SCOTUS Hears Same Sex Marriage Cases Today

We've been watching the gay-marriage case, Hollingsworth v Perry, for two years; here's a link to our first post detailing case.  Two well-funded homosexual couples from California, one gay, one lesbian, challenged California's proposition 8 in federal court back in 2008, and the case finally will be orally argued tomorrow at the SCOTUS.

Their lawyers, Ted Olson and David Boies of Bush v Gore fame, are well-suited to the task of bringing the couples' privacy-based arguments to the Supreme Court.  Olson was Solicitor General under President Bush; he appears to have changed his stripes for this one.

Since that original post, two other consolidated federal cases have made their way through the federal court system and will be argued before the SCOTUS on Wednesday.  United States v Windsor challenges the denial of federal benefits for gay couples under the Defense of Marriage Act [DOMA].

As many as 17 states have filed amicus briefs in opposition to gay marriage.  Court watchers are bracing for a seminal ruling along the order of the High Court's Roe v Wade decision that legalized abortion.

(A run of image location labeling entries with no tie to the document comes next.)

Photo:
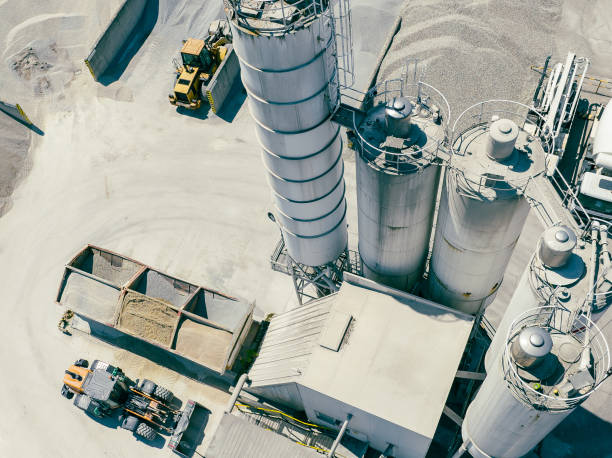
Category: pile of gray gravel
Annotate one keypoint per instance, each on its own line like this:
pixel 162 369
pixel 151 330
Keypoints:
pixel 475 50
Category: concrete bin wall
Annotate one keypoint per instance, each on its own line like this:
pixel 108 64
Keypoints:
pixel 113 38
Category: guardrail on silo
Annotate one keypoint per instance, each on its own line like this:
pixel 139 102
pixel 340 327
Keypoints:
pixel 107 46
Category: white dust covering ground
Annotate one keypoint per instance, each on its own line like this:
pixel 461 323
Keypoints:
pixel 118 167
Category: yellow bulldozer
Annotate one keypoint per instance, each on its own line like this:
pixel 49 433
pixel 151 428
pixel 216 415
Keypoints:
pixel 208 71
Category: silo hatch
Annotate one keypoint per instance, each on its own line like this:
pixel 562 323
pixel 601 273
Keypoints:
pixel 334 331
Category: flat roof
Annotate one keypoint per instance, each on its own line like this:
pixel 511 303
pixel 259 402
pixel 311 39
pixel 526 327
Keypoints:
pixel 237 437
pixel 396 357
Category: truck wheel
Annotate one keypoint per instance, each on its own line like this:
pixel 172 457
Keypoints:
pixel 163 394
pixel 147 386
pixel 130 423
pixel 146 432
pixel 81 363
pixel 66 392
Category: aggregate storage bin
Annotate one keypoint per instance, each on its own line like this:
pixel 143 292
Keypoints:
pixel 196 323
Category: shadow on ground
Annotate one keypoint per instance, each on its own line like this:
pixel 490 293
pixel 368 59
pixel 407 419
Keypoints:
pixel 579 435
pixel 32 127
pixel 112 422
pixel 133 43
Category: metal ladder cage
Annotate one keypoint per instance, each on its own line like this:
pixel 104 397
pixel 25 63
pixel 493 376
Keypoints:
pixel 557 321
pixel 479 116
pixel 420 94
pixel 278 17
pixel 562 92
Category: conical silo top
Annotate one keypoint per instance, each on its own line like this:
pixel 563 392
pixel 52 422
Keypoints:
pixel 496 159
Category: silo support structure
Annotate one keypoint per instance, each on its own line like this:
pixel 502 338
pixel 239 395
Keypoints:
pixel 289 59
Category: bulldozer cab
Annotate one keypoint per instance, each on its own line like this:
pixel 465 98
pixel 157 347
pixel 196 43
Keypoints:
pixel 195 54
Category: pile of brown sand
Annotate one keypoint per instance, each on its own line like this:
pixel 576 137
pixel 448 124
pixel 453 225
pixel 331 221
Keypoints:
pixel 149 318
pixel 204 344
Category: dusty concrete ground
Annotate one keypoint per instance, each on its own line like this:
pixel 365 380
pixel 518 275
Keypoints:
pixel 184 192
pixel 121 168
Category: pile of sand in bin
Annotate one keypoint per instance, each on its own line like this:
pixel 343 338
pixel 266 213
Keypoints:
pixel 149 318
pixel 204 344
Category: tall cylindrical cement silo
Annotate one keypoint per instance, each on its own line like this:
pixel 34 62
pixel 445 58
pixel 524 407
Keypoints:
pixel 496 151
pixel 552 361
pixel 398 146
pixel 556 275
pixel 289 68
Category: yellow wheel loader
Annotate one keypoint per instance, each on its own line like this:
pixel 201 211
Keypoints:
pixel 208 71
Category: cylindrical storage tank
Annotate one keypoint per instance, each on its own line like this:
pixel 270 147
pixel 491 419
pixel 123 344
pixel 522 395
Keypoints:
pixel 288 67
pixel 398 145
pixel 516 407
pixel 483 206
pixel 565 285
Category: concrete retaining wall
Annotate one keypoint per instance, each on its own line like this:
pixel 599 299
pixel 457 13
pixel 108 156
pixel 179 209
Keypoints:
pixel 219 88
pixel 15 111
pixel 113 38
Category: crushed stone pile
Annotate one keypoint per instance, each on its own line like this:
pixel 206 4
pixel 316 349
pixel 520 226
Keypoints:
pixel 475 51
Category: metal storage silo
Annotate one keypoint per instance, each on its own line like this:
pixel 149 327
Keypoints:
pixel 496 150
pixel 556 275
pixel 398 145
pixel 553 361
pixel 288 62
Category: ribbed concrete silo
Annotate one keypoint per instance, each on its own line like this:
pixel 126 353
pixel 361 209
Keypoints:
pixel 556 275
pixel 496 151
pixel 288 63
pixel 398 146
pixel 552 362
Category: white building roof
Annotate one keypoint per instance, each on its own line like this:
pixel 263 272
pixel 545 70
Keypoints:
pixel 397 358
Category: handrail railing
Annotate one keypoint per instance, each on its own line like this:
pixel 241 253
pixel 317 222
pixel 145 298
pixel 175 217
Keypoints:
pixel 557 320
pixel 481 115
pixel 419 93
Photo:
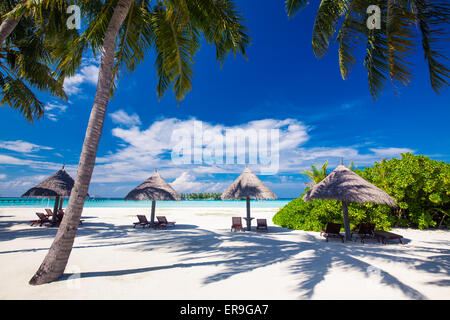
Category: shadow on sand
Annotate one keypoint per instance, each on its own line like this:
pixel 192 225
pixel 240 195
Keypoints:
pixel 224 248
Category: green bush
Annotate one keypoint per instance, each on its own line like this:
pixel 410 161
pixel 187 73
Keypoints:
pixel 312 216
pixel 420 186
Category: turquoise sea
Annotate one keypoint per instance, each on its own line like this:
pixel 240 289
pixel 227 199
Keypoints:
pixel 114 202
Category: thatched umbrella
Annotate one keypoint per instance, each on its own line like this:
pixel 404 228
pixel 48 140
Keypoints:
pixel 154 188
pixel 57 186
pixel 247 185
pixel 344 185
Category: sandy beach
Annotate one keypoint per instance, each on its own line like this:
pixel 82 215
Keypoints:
pixel 201 259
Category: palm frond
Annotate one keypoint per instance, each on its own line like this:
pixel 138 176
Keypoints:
pixel 324 25
pixel 431 16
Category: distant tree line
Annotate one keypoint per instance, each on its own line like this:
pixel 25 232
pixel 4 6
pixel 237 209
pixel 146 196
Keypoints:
pixel 201 196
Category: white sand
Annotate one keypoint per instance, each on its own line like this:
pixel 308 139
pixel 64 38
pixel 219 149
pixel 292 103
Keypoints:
pixel 201 259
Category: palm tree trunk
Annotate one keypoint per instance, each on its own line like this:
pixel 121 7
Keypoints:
pixel 348 235
pixel 56 260
pixel 7 26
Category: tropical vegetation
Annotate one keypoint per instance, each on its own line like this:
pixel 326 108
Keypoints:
pixel 388 50
pixel 420 186
pixel 123 32
pixel 30 34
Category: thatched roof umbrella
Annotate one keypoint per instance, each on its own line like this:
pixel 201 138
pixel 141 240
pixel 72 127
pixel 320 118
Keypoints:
pixel 154 188
pixel 57 186
pixel 344 185
pixel 248 185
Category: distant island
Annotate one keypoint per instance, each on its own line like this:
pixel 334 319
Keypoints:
pixel 201 196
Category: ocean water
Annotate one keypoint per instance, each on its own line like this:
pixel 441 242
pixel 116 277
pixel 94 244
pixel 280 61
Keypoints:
pixel 110 203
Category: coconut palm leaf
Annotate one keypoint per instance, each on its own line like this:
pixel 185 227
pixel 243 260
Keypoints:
pixel 431 16
pixel 28 56
pixel 389 49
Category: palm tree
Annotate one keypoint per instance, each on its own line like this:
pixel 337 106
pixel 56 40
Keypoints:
pixel 316 175
pixel 389 49
pixel 124 30
pixel 27 56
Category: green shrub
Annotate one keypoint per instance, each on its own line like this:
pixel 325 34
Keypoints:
pixel 420 186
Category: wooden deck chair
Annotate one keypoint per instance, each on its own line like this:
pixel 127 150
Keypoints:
pixel 142 221
pixel 365 231
pixel 49 212
pixel 383 236
pixel 332 230
pixel 60 215
pixel 236 224
pixel 42 219
pixel 163 223
pixel 261 225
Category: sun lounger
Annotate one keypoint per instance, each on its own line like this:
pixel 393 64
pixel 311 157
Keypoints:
pixel 163 223
pixel 332 230
pixel 383 236
pixel 49 212
pixel 261 225
pixel 236 224
pixel 365 231
pixel 60 215
pixel 142 221
pixel 42 219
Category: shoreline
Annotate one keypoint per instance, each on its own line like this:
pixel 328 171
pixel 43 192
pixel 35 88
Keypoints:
pixel 201 259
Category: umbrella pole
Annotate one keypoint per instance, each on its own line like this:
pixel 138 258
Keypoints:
pixel 348 235
pixel 152 217
pixel 249 228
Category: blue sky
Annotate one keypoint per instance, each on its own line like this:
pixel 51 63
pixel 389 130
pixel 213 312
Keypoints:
pixel 281 86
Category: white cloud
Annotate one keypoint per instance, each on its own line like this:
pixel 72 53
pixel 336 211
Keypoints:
pixel 390 152
pixel 121 117
pixel 22 146
pixel 188 183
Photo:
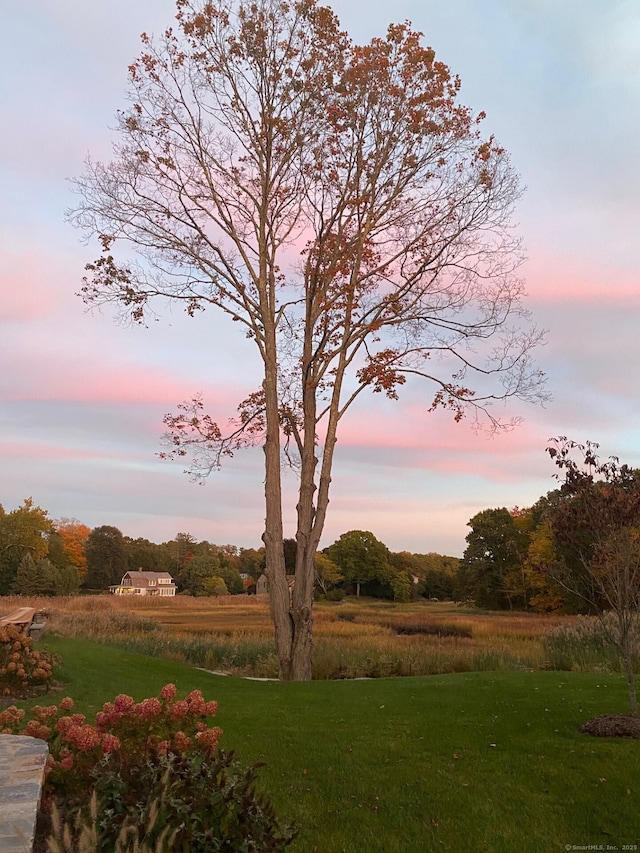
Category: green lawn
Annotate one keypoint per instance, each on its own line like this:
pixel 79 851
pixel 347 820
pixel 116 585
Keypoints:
pixel 465 762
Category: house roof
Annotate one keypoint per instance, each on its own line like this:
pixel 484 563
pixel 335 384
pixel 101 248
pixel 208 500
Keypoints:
pixel 148 575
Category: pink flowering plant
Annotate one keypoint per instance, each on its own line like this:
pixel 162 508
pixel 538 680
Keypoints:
pixel 126 733
pixel 154 764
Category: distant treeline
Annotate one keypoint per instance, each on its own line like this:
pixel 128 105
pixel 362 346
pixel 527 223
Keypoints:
pixel 40 556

Others say, "not so fast."  Justice Ruth Bader Ginsburg is one such voice.  She has made a series of public comments lately critical of such sweeping decisions; they go too far too fast says Ginsburg.

A less judicially active approach in the Roe v Wade would have been to strike down the Texas anti-abortion law on an "as applied" basis, but leaving the broader constitutional questions to be determined on a state-by-state basis.  Of course, this is not what the Roe v Wade Court did; the political and cultural fall-out continues to this day.

Considering possible outcomes in the gay-marriage cases being argued today, the post-modern SCOTUS faces the choice of invalidating California's Proposition 8, and if they do, whether they do so in a broad or narrow fashion.  Expect concurring and dissenting opinions; perhaps even a plurality decision which, by its nature, has a less-binding effect on subsequent courts.

Either way, we will keep our readers posted when the decision is announced at some point in June like we did when New York legalized same-sex marriage in June of 2011.  The results from these cases will be important to Michigan which, like California, passed a constitutional amendment declaring marriage to be a status limited to heterosexual couples.